The work that children did in the mines was very dangerous and the fact that there were often few safety rules resulted in many serious injuries and deaths. Children's health was also affected by the constant damp, draughts and coal dust. Ordinary people ate a limited diet, which mainly consisted of potatoes and bread.
The sub-commissioners were very interested in children’s health and how they were affected by working in a coal mine. Their report includes tables of information about the children’s height, weight and ‘physical condition’. On one of them you will see it has been reported that a child was ‘sadly deformed in spine and shoulder’.
What questions do you think that the sub-commissioners might have asked the children to find out about their health?

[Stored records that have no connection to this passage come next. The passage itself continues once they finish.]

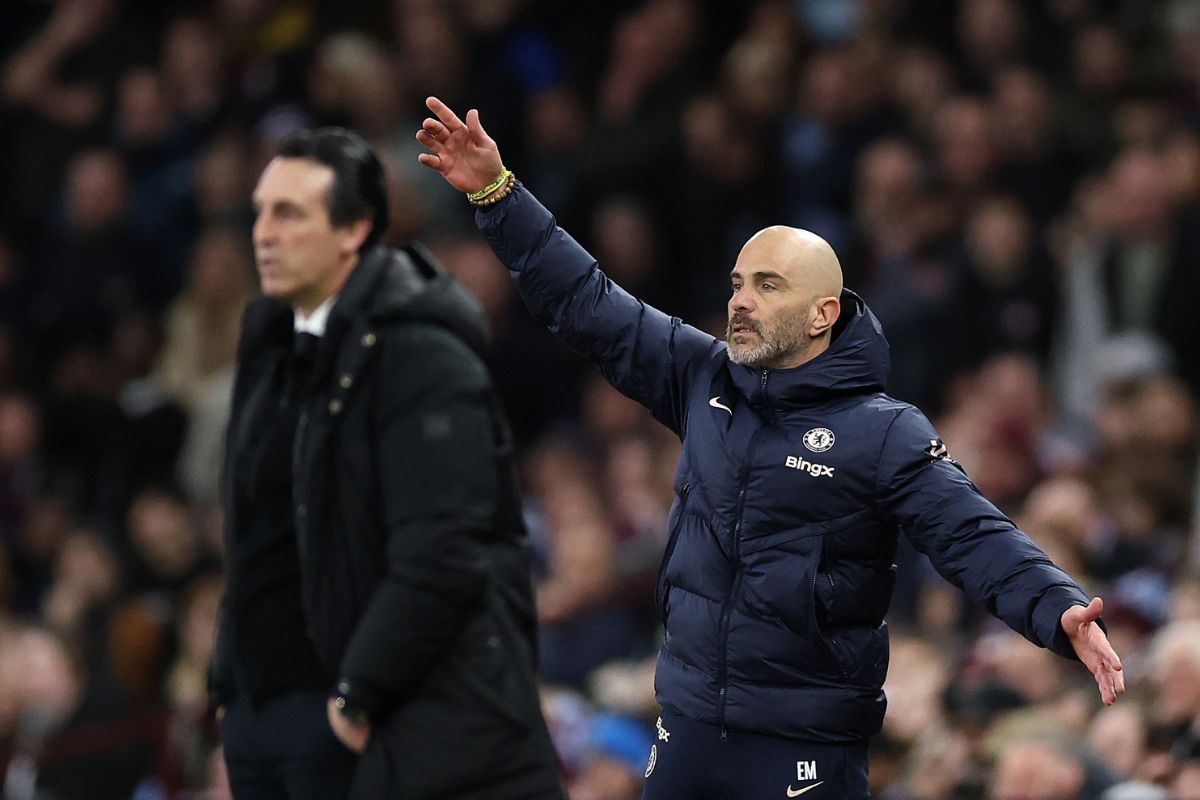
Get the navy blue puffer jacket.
[476,190,1087,742]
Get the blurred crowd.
[0,0,1200,800]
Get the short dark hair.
[275,127,388,252]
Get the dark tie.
[283,331,320,403]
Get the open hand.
[1062,597,1124,705]
[325,698,371,756]
[416,97,504,194]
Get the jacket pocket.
[812,570,850,678]
[654,483,691,625]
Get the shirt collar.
[293,295,337,336]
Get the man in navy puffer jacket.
[418,98,1124,800]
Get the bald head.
[726,225,842,368]
[736,225,841,297]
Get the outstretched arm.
[1062,597,1124,705]
[416,97,504,194]
[877,408,1124,704]
[416,97,720,433]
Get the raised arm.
[416,97,720,433]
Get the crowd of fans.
[0,0,1200,800]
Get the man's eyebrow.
[730,270,787,283]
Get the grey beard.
[725,314,809,367]
[726,336,788,367]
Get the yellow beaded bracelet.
[470,170,517,209]
[467,168,512,203]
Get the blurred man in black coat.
[212,128,562,800]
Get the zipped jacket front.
[476,184,1087,742]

What should a typical healthy ten-year-old child be like? You could think about height, weight, diet, amount of exercise.
Are there any other things you should include to measure how healthy someone is?
Why do you think parents let their children go to work, knowing it might harm their health?
Activity ideas:Test your knowledge with our Victorian Coal Mining Quiz!
Analysing historical data:
- Use the information in the tables to plot a graph showing the ages and heights of the collier girls and boys examined.
- Create your own chart by collecting the ages and heights of pupils in your class. How does your class compare with the collier boys or girls?
- Look at the data collected in the tables. Use this to look at averages – mode, mean and median of the data.
- Produce a modern-day version of the sub-commissioners’ report by creating a database using the data in the tables.